Ao mesmo tempo, lançou um chamado à solidariedade para que se permita o acesso aos medicamentos de primeira necessidade a todas as pessoas, em particular às mais pobres.

«Não é possível anestesiar as consciências, por exemplo, ante os efeitos de remédios que têm por objetivo evitar a nidação de um embrião ou abreviar a vida de uma pessoa», afirmou o Papa em um discurso pronunciado em francês.

O farmacêutico, assegurou, deve sensibilizar as consciências «para que todo ser humano seja protegido desde sua concepção até sua morte natural, e que os medicamentos cumpram verdadeiramente seu papel terapêutico».

O pontífice recordou dessa forma que «nenhuma pessoa pode ser utilizada, de maneira irresponsável, como objeto para realizar experimentos terapêuticos; estes têm de desenvolver-se segundo os protocolos que respeitam as normas éticas fundamentais».

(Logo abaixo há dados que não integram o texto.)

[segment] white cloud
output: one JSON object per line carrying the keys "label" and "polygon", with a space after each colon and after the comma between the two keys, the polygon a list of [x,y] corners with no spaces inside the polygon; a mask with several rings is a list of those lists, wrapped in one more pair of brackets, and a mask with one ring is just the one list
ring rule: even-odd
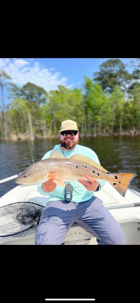
{"label": "white cloud", "polygon": [[0,69],[4,69],[12,78],[11,82],[20,87],[30,82],[48,92],[58,89],[59,85],[68,88],[73,86],[68,86],[68,78],[55,72],[54,67],[49,70],[37,61],[34,62],[33,58],[0,58]]}

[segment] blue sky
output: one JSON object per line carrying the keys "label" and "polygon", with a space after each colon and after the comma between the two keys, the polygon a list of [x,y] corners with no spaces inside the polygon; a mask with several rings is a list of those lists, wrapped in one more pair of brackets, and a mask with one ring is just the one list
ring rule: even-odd
{"label": "blue sky", "polygon": [[[85,75],[92,79],[99,72],[99,65],[109,59],[119,59],[128,65],[136,58],[0,58],[0,69],[12,78],[10,81],[21,87],[27,82],[43,88],[48,92],[59,85],[68,88],[83,89]],[[126,67],[128,71],[132,69]],[[5,92],[7,95],[7,93]],[[0,94],[0,99],[1,97]],[[6,100],[5,100],[5,101]]]}

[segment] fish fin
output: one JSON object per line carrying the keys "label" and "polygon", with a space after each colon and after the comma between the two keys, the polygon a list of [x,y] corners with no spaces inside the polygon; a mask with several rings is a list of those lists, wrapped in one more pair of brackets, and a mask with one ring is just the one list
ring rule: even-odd
{"label": "fish fin", "polygon": [[51,178],[53,179],[53,182],[54,183],[56,183],[56,184],[58,184],[58,185],[61,185],[62,186],[66,186],[66,185],[65,184],[64,181],[61,179],[58,179],[58,178],[55,178],[54,177],[52,177],[52,176],[48,176],[48,179],[50,179]]}
{"label": "fish fin", "polygon": [[85,157],[85,156],[83,156],[82,155],[77,154],[76,155],[70,157],[68,158],[71,159],[72,160],[77,160],[78,161],[83,162],[85,164],[89,164],[89,165],[91,165],[92,166],[93,166],[93,167],[97,168],[98,169],[99,169],[103,172],[108,172],[108,171],[102,166],[98,163],[97,163],[97,162],[95,162],[95,161],[93,161],[91,159],[90,159],[89,158],[88,158],[87,157]]}
{"label": "fish fin", "polygon": [[51,154],[49,158],[65,158],[65,157],[58,149],[55,149]]}
{"label": "fish fin", "polygon": [[119,174],[112,174],[112,176],[114,177],[114,180],[111,179],[110,184],[123,197],[125,197],[126,191],[133,178],[137,175],[134,172],[120,173]]}

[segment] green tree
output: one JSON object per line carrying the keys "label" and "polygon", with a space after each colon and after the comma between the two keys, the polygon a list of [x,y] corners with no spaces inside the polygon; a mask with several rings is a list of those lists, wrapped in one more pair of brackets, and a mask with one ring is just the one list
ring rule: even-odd
{"label": "green tree", "polygon": [[101,85],[105,92],[111,93],[116,85],[126,92],[133,77],[125,66],[119,59],[108,60],[100,65],[99,72],[94,73],[93,81]]}
{"label": "green tree", "polygon": [[[36,102],[40,106],[46,101],[47,93],[39,86],[28,82],[20,89],[21,95],[27,101]],[[27,102],[28,103],[28,102]]]}

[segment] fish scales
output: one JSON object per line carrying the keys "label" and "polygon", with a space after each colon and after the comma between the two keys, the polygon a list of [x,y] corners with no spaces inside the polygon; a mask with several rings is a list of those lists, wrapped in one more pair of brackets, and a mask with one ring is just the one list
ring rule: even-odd
{"label": "fish scales", "polygon": [[65,186],[65,182],[76,181],[78,179],[89,182],[85,177],[88,175],[95,180],[108,182],[125,197],[129,184],[136,174],[109,174],[108,172],[100,164],[89,158],[78,154],[65,158],[59,151],[56,150],[49,158],[32,164],[21,173],[16,182],[21,184],[20,186],[27,186],[41,184],[52,178],[57,184]]}

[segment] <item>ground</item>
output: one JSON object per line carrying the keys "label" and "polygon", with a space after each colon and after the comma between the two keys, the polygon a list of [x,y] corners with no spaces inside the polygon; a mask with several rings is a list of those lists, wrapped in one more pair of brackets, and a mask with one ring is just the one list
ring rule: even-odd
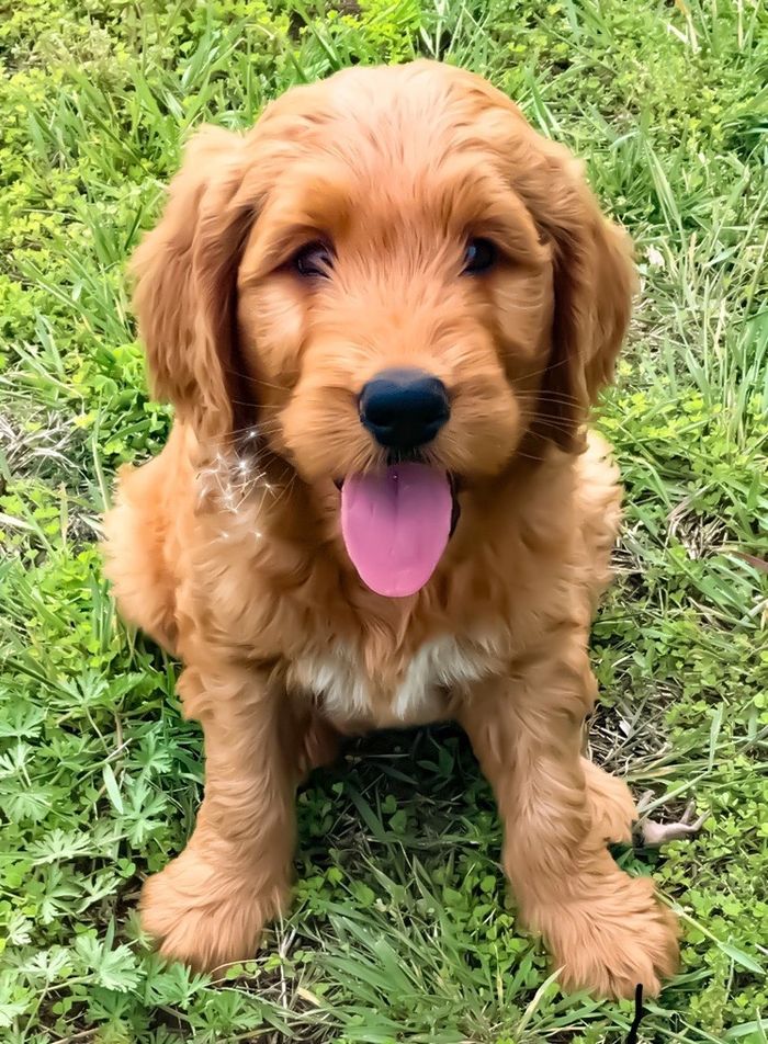
{"label": "ground", "polygon": [[[768,18],[758,0],[0,2],[0,1036],[132,1044],[623,1042],[516,922],[499,825],[452,728],[377,736],[300,797],[300,884],[211,981],[142,940],[183,846],[200,735],[176,666],[115,619],[95,538],[157,451],[125,259],[202,120],[249,125],[350,61],[487,73],[587,162],[642,293],[597,418],[626,483],[594,632],[594,756],[694,796],[700,837],[617,851],[680,914],[640,1040],[766,1041]],[[763,309],[763,310],[761,310]],[[763,943],[763,945],[761,945]]]}

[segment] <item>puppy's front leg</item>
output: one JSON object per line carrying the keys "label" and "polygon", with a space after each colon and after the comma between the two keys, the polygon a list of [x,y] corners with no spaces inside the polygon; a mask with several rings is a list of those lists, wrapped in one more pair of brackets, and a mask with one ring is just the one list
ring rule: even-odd
{"label": "puppy's front leg", "polygon": [[179,693],[203,726],[205,796],[182,854],[146,882],[142,923],[163,955],[214,968],[252,956],[286,897],[301,742],[247,668],[188,668]]}
{"label": "puppy's front leg", "polygon": [[460,713],[494,786],[504,864],[523,921],[543,933],[567,989],[656,994],[677,963],[677,927],[653,883],[623,873],[595,822],[581,723],[595,695],[584,635],[555,642],[478,685]]}

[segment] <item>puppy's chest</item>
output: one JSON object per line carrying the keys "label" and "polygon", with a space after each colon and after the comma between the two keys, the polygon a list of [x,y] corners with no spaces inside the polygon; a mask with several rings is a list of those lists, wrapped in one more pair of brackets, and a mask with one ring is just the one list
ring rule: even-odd
{"label": "puppy's chest", "polygon": [[397,667],[366,667],[358,650],[341,644],[298,657],[289,684],[316,697],[338,722],[420,724],[444,716],[451,694],[498,669],[494,639],[442,636],[425,643]]}

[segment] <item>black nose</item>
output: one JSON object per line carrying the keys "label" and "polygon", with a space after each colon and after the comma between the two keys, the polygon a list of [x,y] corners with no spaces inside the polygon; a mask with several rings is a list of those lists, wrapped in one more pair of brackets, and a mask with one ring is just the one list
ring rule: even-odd
{"label": "black nose", "polygon": [[420,370],[383,370],[360,394],[360,420],[391,450],[431,442],[450,412],[445,385]]}

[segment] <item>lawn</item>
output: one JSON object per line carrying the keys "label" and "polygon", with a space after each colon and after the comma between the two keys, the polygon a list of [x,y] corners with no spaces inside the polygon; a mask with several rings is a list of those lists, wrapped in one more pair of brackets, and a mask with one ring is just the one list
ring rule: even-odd
{"label": "lawn", "polygon": [[516,923],[464,738],[352,747],[298,798],[300,883],[212,980],[142,939],[202,778],[176,665],[115,617],[99,517],[163,442],[125,261],[181,144],[353,61],[485,72],[585,158],[642,293],[596,422],[626,483],[594,756],[693,841],[620,850],[684,923],[640,1041],[768,1041],[768,13],[759,0],[0,2],[0,1039],[623,1042]]}

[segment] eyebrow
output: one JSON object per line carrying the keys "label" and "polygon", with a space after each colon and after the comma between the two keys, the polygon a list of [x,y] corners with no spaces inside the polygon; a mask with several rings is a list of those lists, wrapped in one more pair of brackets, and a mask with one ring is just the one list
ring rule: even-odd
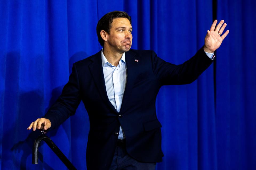
{"label": "eyebrow", "polygon": [[[126,28],[126,27],[118,27],[115,29],[118,29],[120,28],[122,28],[122,29],[125,29]],[[130,28],[130,29],[132,29],[133,28],[131,27]]]}

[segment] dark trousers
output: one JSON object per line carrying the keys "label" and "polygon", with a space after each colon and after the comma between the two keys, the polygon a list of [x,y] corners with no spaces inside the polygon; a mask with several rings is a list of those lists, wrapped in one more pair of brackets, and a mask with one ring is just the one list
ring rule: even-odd
{"label": "dark trousers", "polygon": [[118,140],[110,170],[155,170],[155,163],[141,162],[127,153],[125,140]]}

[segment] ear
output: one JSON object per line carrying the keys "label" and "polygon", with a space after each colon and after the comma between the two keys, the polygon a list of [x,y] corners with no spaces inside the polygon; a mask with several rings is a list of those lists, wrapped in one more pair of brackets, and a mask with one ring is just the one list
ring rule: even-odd
{"label": "ear", "polygon": [[107,40],[107,39],[108,38],[107,33],[103,29],[101,31],[101,36],[104,41],[106,41]]}

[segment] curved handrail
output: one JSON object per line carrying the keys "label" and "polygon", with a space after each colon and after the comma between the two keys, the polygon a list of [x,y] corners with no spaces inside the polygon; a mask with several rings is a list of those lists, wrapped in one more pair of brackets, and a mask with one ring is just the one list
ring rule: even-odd
{"label": "curved handrail", "polygon": [[34,164],[38,164],[38,147],[39,144],[42,140],[46,143],[69,169],[76,169],[74,165],[57,147],[56,145],[53,143],[52,141],[45,135],[47,132],[43,130],[41,131],[43,134],[37,138],[34,143],[32,154],[32,163]]}

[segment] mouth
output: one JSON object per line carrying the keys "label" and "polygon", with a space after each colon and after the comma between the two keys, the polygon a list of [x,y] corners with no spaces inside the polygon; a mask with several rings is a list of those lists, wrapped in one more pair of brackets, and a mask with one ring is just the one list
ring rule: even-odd
{"label": "mouth", "polygon": [[130,41],[130,40],[125,40],[124,41],[122,41],[122,43],[126,43],[127,44],[131,44],[131,41]]}

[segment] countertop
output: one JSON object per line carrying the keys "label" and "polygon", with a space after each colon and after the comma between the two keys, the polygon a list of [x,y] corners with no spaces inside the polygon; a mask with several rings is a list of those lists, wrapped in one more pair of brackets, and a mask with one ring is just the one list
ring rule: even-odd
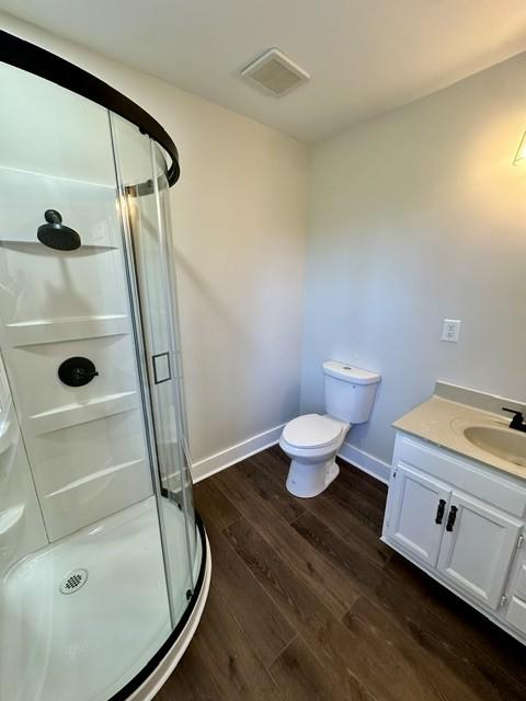
{"label": "countertop", "polygon": [[510,418],[433,395],[393,424],[395,428],[526,480],[526,466],[515,464],[478,448],[464,435],[468,426],[507,428]]}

«Todo tratamento ou experimento tem que ter por perspectiva melhorar o bem-estar da pessoa, e não só a busca de avanços científicos», advertiu.

Segundo os princípios morais fundamentais, declarou, «perseguir o bem para a humanidade não pode fazer-se em detrimento do bem das pessoas em tratamento».

O discurso do bispo de Roma converteu-se também em uma enérgica defesa da «objeção de consciência, que é um direito e que deve ser reconhecido» para que os farmacêuticos não tenham que «colaborar, direta ou indiretamente, no fornecimento de produtos que têm por objetivo opções claramente imorais, como, por exemplo, o aborto e a eutanásia».

Por último, Bento XVI lançou um chamado para que o mundo farmacêutico e todos os que estão envolvidos nele tenham «a preocupação da solidariedade no campo terapêutico, para permitir o acesso aos tratamentos e aos remédios de primeira necessidade a todas as classes da população e em todos os países, em particular às pessoas mais pobres».